Chocolate Coup

Dallas cheese shop is one of the only U.S. spots to find this coveted Italian chocolate

Dallas cheese shop now stocks rare and coveted Italian chocolate

Guido Gobino chocolate
Guido Gobino chocolate from Turin, Italy, is noted for its incorporation of fine hazelnuts. Photo courtesy of Guido Gobino
Guido Gobino at Molto Formaggio
Guido Gobino chocolates are now sold in Dallas, at Molto Formaggio. Photo courtesy of Molto Formaggio
Guido Gobino chocolate
Guido Gobino at Molto Formaggio

Dallas gets a spot on the international chocolate map thanks to a Highland Park Village cheese shop, which has made a deal with a prestigious chocolate maker from Italy.

The cheese shop is Molto Formaggio, and the chocolate is from Guido Gobino, a Turin company well-known for its chocolate treats incorporating fine hazelnuts. In 2008, the company's cremino, a hazelnut and chocolate piece blended with sea salt and extra virgin olive oil, won an award for the world's best praline in the Academy of Chocolate competition in London.

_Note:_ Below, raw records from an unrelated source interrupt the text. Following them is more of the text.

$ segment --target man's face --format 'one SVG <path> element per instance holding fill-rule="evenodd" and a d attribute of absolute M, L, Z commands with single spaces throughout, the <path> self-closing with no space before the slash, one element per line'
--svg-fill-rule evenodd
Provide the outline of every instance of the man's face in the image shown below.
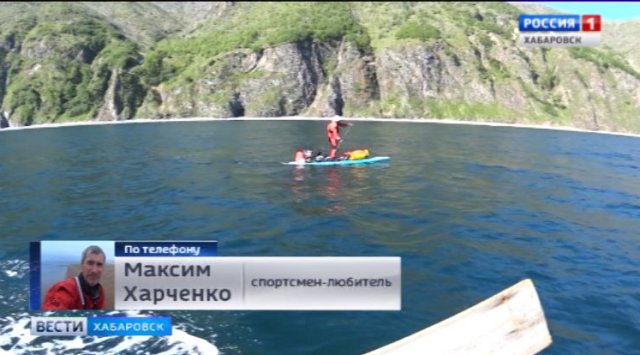
<path fill-rule="evenodd" d="M 102 255 L 89 253 L 82 263 L 82 277 L 84 277 L 89 286 L 95 286 L 100 282 L 103 268 L 104 260 Z"/>

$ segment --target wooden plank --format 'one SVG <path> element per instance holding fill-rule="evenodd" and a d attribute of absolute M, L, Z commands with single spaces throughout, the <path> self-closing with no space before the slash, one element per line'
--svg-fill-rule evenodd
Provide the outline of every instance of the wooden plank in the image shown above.
<path fill-rule="evenodd" d="M 535 354 L 551 335 L 530 279 L 366 355 Z"/>

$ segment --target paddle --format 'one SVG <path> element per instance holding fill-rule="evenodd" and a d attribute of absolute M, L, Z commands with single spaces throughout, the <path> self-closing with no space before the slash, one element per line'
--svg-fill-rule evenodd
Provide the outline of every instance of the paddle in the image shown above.
<path fill-rule="evenodd" d="M 353 124 L 349 125 L 349 127 L 347 127 L 347 131 L 344 132 L 344 134 L 342 135 L 341 139 L 338 141 L 338 145 L 336 145 L 336 154 L 338 154 L 338 149 L 340 149 L 340 144 L 342 144 L 342 142 L 344 142 L 344 139 L 347 138 L 347 135 L 349 134 L 349 131 L 351 130 L 351 127 L 353 126 Z"/>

Other than flying to Italy, consumers previously had limited access to Guido Gobino's chocolates; online chocolate shop ChocoSphere was one of the only places to buy it. A small selection of the chocolates are now sold at Eataly, which has branches in New York and Chicago, and one being considered for Boston in 2016.

Molto Formaggio owner Michael Perlmeter says he's made a "major commitment" to stocking Guido Gobino and even has a few one-of-a-kind items not available elsewhere. "I'm carrying everything they can ship out of the country," he says. "Unfortunately, a lot of things they do, they can't ship to the United States."

The collection includes bonbons; boxes of chocolates; and trademark Gobino specialties such as giandujotto, the bite-sized, foil-wrapped candies made from chocolate and Piedmont hazelnuts.

"We also have two new single-source dark chocolate bars, where they're bringing the entire pod from Mexico and processing it in Turin and making the most wonderful pure dark chocolate. It's just stunning," Perlmeter says. "We also have an item, what they call 'The Elements,' that was done in conjunction with the Slow Foods group, of which I'm a part. It's the most beautiful little gift item.

"Basically, it's their dark chocolate 'deconstructed,'" he says. "There's an actual cocoa bean, roasted and coated in dark chocolate and cocoa powder. In the center of the box is natural brown sugar. And the last third of the box are the three dark chocolates, the finished product. You can eat the cocoa beans, use the brown sugar and then you have the dark chocolate."

That Dallas would get a supply of Guido Gobino seems cosmic, given the fact that its legacy item, gianduia, was the topic of a 36-part series on Dallasfood.og, a locally based food blog. Gianduia is the gourmet predecessor to Nutella, the chocolate-hazelnut spread that has become hugely popular in the past few years. The series explored the history of gianduia dating back to its creation in the 19th century.

Although cheese is Molto Formaggio's primary item, the store has a large assortment of chocolates from noted makers around the country, including John Kelly from Beverly Hills; Fran's from Seattle; Poco Dolce from San Francisco; and Ritual, the bean-to-bar company from Utah.